Imagination


It has been two years. Two years. When I opened my eyes this morning, I thought, "I love you more than I ever have." Evan's life on earth stopped at 22 years, but somehow my love for him increases as it would have if he were alive. This is an unexpected reality of living after Evan.

I've made it two years. Two years. In the beginning, I wondered how I would feel at six months and if I could even make it that far. For 22 years, I had only been away from him for at most three months. I remember in middle school he left for a week on a school trip. One of his teachers reamed me out because she had been so fed up with his constant, over-the-top behavior. My response was not pretty because for that week I felt like a void had sucked spontaneous joy and unbounded energy out of our lives. The house was too quiet. That was my reference point for life without Evan's physical presence.

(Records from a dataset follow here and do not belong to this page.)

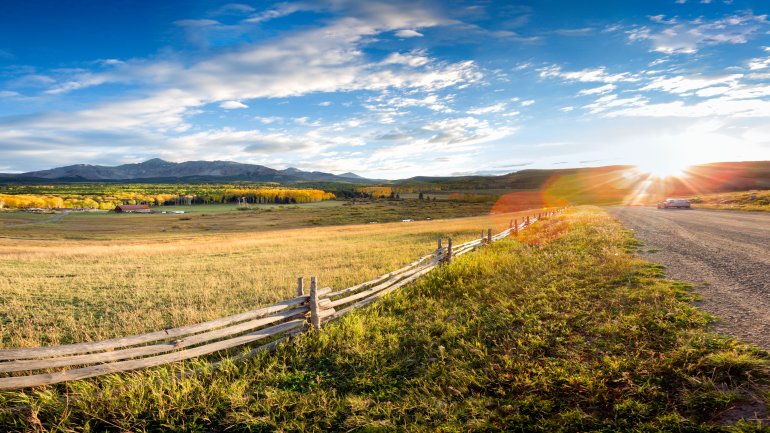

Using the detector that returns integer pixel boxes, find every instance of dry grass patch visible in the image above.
[0,209,535,348]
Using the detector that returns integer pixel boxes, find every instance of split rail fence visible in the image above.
[0,208,564,390]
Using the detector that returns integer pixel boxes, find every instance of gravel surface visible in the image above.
[610,206,770,349]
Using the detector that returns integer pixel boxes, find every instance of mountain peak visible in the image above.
[339,172,364,179]
[140,158,171,166]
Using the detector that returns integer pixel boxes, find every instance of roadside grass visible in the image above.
[0,209,533,349]
[690,190,770,212]
[1,206,768,431]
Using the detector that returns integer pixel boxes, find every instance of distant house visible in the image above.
[114,204,151,213]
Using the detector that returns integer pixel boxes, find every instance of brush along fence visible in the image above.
[0,209,564,390]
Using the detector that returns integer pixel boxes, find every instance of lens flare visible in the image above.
[635,161,689,179]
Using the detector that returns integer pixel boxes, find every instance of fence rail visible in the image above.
[0,208,564,390]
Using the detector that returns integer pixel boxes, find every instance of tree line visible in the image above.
[0,187,334,210]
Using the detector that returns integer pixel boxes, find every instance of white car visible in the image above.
[657,198,691,209]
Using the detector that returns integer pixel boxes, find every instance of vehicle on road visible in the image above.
[657,198,691,209]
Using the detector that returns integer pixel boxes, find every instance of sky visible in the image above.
[1,0,769,178]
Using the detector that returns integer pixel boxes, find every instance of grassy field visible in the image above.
[1,206,768,431]
[0,199,500,240]
[689,190,770,212]
[0,206,535,349]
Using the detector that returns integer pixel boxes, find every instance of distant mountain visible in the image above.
[0,159,379,184]
[338,172,365,179]
[1,160,767,195]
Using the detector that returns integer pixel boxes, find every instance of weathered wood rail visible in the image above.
[0,208,564,390]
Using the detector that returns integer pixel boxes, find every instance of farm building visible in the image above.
[114,204,151,213]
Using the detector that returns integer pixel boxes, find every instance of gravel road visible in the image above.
[610,206,770,349]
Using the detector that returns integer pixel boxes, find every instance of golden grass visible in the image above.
[0,209,536,349]
[689,189,770,211]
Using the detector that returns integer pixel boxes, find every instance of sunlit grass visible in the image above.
[0,208,533,348]
[689,190,770,212]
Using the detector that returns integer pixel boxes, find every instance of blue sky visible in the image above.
[1,0,769,178]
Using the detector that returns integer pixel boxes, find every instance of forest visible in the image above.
[0,184,335,210]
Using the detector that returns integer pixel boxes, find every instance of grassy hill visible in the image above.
[2,207,768,431]
[690,189,770,212]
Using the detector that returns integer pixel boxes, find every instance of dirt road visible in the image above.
[611,206,770,349]
[10,211,71,226]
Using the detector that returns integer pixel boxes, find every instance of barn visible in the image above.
[114,204,151,213]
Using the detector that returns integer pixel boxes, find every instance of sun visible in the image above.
[635,160,691,179]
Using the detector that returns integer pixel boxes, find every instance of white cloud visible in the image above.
[467,102,507,115]
[255,116,282,124]
[175,19,220,27]
[0,0,480,165]
[539,65,639,83]
[520,99,535,106]
[748,49,770,70]
[583,94,648,114]
[596,94,770,118]
[382,51,430,67]
[219,100,249,109]
[369,116,517,166]
[168,128,329,156]
[395,29,424,38]
[553,28,594,36]
[627,12,769,54]
[368,93,455,113]
[577,83,616,96]
[639,74,743,94]
[242,3,305,24]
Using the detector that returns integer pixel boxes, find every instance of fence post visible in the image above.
[514,219,518,236]
[481,230,485,244]
[509,219,512,229]
[526,215,530,226]
[446,238,452,264]
[309,276,321,331]
[438,238,442,250]
[487,228,492,244]
[297,276,304,296]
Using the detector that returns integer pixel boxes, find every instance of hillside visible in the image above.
[689,189,770,212]
[395,161,770,195]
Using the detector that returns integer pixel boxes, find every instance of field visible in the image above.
[0,200,537,349]
[2,207,769,431]
[0,199,501,240]
[689,190,770,212]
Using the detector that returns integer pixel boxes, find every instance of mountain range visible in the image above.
[0,159,379,184]
[1,160,769,197]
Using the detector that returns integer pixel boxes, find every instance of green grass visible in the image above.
[1,206,768,432]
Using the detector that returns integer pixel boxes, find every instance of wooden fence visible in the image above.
[0,209,563,390]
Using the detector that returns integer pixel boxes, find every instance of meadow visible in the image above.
[0,202,535,349]
[689,190,770,212]
[2,207,768,431]
[0,199,498,240]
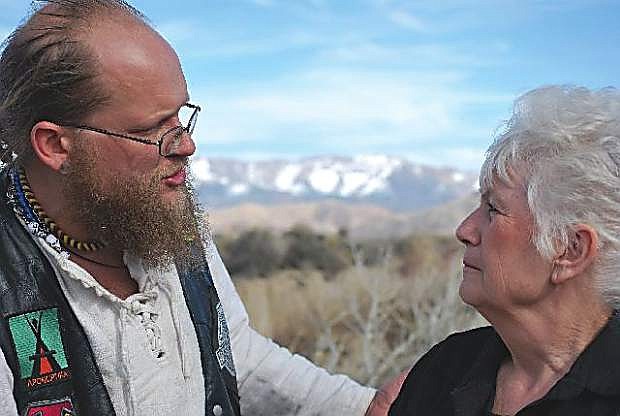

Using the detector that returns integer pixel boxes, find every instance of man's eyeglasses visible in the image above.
[62,103,201,157]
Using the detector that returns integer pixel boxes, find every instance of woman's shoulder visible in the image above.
[418,326,495,370]
[441,325,495,350]
[388,326,496,415]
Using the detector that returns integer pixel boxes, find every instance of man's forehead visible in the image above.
[86,15,167,59]
[21,2,189,128]
[85,18,185,98]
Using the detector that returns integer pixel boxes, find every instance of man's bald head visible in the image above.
[0,0,151,165]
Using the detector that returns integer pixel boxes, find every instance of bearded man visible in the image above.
[0,1,402,415]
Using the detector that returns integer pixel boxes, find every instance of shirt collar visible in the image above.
[451,311,620,415]
[549,309,620,398]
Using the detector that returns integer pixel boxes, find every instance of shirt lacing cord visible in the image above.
[128,291,165,359]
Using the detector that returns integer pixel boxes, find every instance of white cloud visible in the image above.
[250,0,276,6]
[370,0,605,36]
[406,147,487,171]
[199,74,456,144]
[190,68,509,163]
[235,87,440,128]
[190,34,315,58]
[388,10,428,32]
[167,25,331,59]
[529,0,613,12]
[246,0,328,7]
[318,41,507,68]
[157,19,197,44]
[146,0,529,170]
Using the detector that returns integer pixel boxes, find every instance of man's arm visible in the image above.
[364,369,409,416]
[205,239,377,415]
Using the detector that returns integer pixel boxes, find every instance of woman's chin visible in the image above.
[459,279,484,308]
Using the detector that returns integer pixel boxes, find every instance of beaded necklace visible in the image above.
[8,167,127,269]
[15,167,105,252]
[8,167,64,256]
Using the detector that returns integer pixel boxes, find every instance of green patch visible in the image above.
[8,308,70,389]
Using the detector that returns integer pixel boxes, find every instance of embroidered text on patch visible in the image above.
[25,396,75,415]
[8,308,72,389]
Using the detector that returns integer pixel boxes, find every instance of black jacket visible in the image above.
[0,174,240,416]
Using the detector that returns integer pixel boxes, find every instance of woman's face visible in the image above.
[455,175,554,315]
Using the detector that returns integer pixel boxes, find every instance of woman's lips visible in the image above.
[163,168,186,186]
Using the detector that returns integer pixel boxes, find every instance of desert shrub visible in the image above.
[281,225,350,275]
[218,228,282,277]
[225,228,486,386]
[396,234,462,277]
[352,239,394,266]
[235,247,486,387]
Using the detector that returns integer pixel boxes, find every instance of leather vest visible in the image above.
[0,175,240,416]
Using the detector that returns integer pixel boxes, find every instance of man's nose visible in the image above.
[168,130,196,158]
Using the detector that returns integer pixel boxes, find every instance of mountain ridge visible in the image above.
[191,155,478,213]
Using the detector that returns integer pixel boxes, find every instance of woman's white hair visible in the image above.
[480,85,620,307]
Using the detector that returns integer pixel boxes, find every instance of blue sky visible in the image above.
[1,0,618,171]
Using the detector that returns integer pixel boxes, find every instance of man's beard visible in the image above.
[62,147,207,271]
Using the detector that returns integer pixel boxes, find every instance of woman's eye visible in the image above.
[487,202,499,215]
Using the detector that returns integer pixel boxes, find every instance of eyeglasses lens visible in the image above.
[160,106,198,156]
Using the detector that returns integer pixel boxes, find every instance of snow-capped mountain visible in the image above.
[190,155,478,212]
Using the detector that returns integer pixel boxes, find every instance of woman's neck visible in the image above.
[487,294,612,415]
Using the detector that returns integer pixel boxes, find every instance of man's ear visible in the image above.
[30,121,72,172]
[551,224,598,285]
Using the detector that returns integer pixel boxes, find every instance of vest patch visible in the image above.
[7,308,72,389]
[215,302,236,377]
[24,397,75,416]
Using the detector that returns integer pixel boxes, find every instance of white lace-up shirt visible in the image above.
[33,243,205,416]
[0,236,375,415]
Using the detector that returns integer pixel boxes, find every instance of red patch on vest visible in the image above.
[25,397,74,416]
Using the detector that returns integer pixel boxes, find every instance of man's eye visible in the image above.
[129,127,157,135]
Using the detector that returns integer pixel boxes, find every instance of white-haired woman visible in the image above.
[389,85,620,416]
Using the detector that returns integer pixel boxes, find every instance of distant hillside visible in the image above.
[192,155,478,213]
[208,192,479,240]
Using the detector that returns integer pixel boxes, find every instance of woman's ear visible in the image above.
[30,121,72,172]
[551,225,598,285]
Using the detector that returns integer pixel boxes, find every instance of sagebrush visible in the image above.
[232,233,486,387]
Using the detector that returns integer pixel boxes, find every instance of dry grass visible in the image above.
[234,243,487,387]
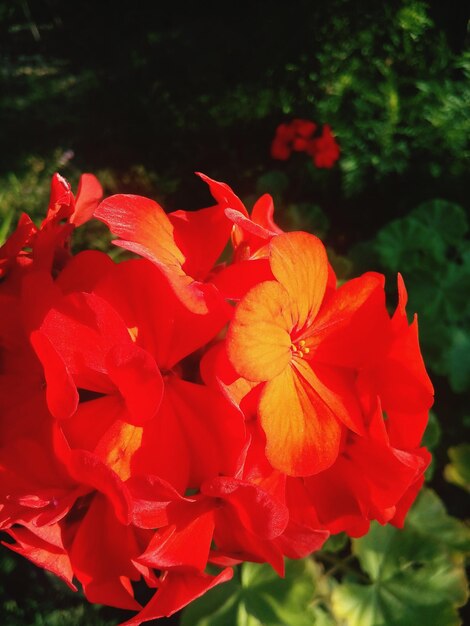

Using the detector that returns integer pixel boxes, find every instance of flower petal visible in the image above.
[119,568,233,625]
[269,232,329,331]
[227,280,292,381]
[259,366,342,476]
[95,194,210,314]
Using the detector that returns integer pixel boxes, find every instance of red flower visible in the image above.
[271,120,340,168]
[0,171,433,624]
[307,124,340,168]
[271,119,317,160]
[226,232,378,476]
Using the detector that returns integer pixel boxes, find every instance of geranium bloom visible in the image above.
[0,173,102,292]
[0,170,433,624]
[227,231,381,476]
[271,119,317,160]
[307,124,340,168]
[94,174,233,316]
[271,119,340,168]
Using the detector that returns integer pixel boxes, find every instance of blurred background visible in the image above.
[0,1,469,624]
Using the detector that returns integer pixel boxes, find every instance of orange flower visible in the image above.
[227,232,381,477]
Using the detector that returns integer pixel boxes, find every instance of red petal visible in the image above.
[251,194,283,234]
[196,172,248,216]
[30,330,78,420]
[119,568,233,625]
[71,173,103,227]
[93,258,228,369]
[201,477,288,539]
[69,494,141,610]
[4,522,76,590]
[138,505,215,571]
[95,194,219,314]
[106,342,163,426]
[67,450,131,524]
[169,204,231,279]
[127,475,189,529]
[211,258,274,300]
[56,250,114,294]
[0,214,36,277]
[47,173,73,218]
[168,378,246,487]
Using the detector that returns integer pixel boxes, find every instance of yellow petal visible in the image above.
[259,365,342,476]
[269,232,328,332]
[227,281,292,381]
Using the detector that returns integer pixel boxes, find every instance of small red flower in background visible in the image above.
[271,119,317,159]
[271,119,340,168]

In the beginning, the prospect of decades without Evan seemed impossible. I still felt that way last summer when it was approaching one year. While visiting South Africa early last summer, I met an 83-year-old woman whose brother had been a revolutionary and locked up on Robben Island and whose husband had been a boxer named Lucky. Both fascinating men, but it was her story that helped me to hold on. She was a volunteer at the exhibit South Africa in the Making in Durban, and our conversation about life and history was so easy. As we were chatting, I mentioned to her that I missed my son who had died almost a year before. That's when she told me she had lost her only two children, daughters. Both died at around the same age as Evan. That young adult age when you are on the edge of promise.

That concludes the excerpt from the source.